Culture

Québec, ville du rock, Québec ville du hip-hop

Il aurait fallu être de très mauvaise foi ou de fort mauvaise humeur pour ne pas passer au moins une soirée mémorable au Festival d’été de Québec durant le week-end qui vient de s’achever.

En trois petits grands jours, les festivaliers ont pu brandir leur W avec les gars du Wu-Tang Clan, revisiter le rock bluesé des Black Keys, se faire contaminer par la folle énergie de -M- et se délecter de la moustache de Jesse Hughes, des Eagles of Death Metal.

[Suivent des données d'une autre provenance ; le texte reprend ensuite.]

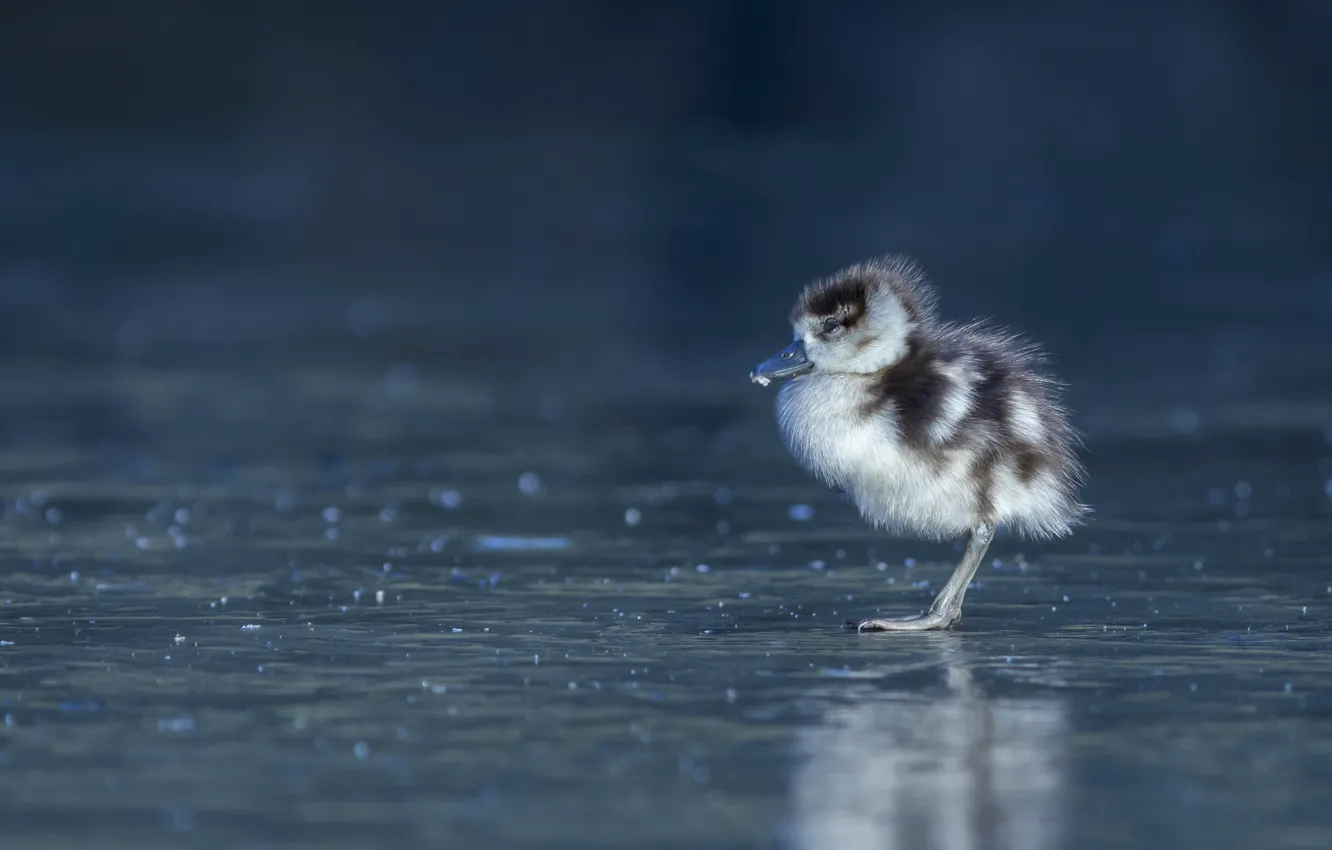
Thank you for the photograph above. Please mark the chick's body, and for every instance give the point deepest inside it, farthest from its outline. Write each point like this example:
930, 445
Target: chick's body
931, 428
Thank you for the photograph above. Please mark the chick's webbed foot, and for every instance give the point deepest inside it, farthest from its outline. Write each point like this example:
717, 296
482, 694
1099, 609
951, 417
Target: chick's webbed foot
921, 622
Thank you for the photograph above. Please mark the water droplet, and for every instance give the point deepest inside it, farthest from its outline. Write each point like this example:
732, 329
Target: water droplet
801, 513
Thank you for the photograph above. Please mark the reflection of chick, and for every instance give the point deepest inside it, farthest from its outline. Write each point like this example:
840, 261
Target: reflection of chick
931, 428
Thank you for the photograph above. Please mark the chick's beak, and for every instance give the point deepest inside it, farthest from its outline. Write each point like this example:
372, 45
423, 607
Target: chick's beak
786, 364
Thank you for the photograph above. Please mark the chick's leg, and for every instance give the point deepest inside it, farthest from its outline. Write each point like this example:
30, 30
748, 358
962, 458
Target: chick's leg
946, 609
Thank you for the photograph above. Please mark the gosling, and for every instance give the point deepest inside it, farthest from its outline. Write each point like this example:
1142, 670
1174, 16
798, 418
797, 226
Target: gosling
933, 429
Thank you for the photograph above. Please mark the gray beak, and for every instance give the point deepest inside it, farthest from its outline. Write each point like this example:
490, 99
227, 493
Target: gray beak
786, 364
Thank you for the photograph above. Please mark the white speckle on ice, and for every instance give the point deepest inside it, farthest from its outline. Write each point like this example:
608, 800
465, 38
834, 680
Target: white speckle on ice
801, 513
529, 484
176, 724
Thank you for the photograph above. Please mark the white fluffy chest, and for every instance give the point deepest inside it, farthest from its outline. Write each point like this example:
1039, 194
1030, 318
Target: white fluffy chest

Et ça, c’est seulement une partie des spectacles auxquels on a pu assister sur la gigantesque scène principale, sise sur les Plaines.

Dimanche, par exemple, c’est le rock de Caféïne qui a lancé la soirée. Vêtu d’un veston noir, d’un pantalon noir et d’un t-shirt noir à l’effigie de La mort pop club, de We Are Wolves, Xavier a servi quelques tubes du passé, dont La fin du monde («Je la verrai à la… télévision!»), scandée en semi-chœur avec la foule. Une foule qui s’est sensiblement réveillée après que l’homme en noir lui a lancé : «Allez! Vous êtes meilleurs que ça d’habitude, Québec!»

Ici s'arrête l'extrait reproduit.